The state of Colorado has awarded $2.7 million for research into how medical marijuana could replace opioids to ease chronic spinal pain — and how it might treat irritability in children and adolescents with autism.
The research will be conducted at the University of Colorado Anschutz Medical Campus, the state Department of Public Health and Environment announced this week.
Gov. John Hickenlooper issued an executive order in June, citing the autism study as a fiscal priority.
That research will be headed by Dr. Nicole Tartaglia, a pediatrician specializing in intellectual and developmental disabilities and an associate professor at the CU Anschutz School of Medicine. Tartaglia practices at Children's Hospital Colorado in Aurora.
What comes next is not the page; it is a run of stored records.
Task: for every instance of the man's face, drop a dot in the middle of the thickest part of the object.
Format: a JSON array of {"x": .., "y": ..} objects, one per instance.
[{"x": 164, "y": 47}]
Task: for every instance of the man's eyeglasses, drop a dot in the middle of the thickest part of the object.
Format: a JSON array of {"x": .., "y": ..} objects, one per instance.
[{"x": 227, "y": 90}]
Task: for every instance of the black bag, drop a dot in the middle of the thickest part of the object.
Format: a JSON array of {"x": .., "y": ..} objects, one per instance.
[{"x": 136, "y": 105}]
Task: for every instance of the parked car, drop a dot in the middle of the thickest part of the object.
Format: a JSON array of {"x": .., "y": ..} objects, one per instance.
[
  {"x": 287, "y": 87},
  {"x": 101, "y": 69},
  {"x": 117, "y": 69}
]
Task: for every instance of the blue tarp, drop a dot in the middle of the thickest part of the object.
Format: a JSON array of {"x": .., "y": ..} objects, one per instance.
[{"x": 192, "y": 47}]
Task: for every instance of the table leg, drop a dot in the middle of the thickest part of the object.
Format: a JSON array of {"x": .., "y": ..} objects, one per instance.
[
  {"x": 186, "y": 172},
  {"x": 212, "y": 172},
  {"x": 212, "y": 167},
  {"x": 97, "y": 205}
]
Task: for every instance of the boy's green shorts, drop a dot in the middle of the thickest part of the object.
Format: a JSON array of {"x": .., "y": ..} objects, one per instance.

The spinal pain study will be led by Dr. Emily Lindley, an assistant professor at the CU Anschutz Department of Orthopedics, and Dr. Rachael Rzasa Lynn, an assistant professor at the school's Department of Anesthesiology.
Each study received $1.35 million from the state's Medical Marijuana Research Grant Program. The state has issued $9 million in medical marijuana research grants so far, plus $2.35 million for seven public health studies on marijuana. Researchers have studied use of marijuana to treat post-traumatic stress disorder, pediatric epilepsy, sleep disorders and Parkinson's disease.
Federal grants for such studies are rare because marijuana still is illegal under federal law. That has limited U.S. studies into the health effects of cannabis and cannabinoids, says a book published by the National Academies of Sciences, Engineering and Medicine.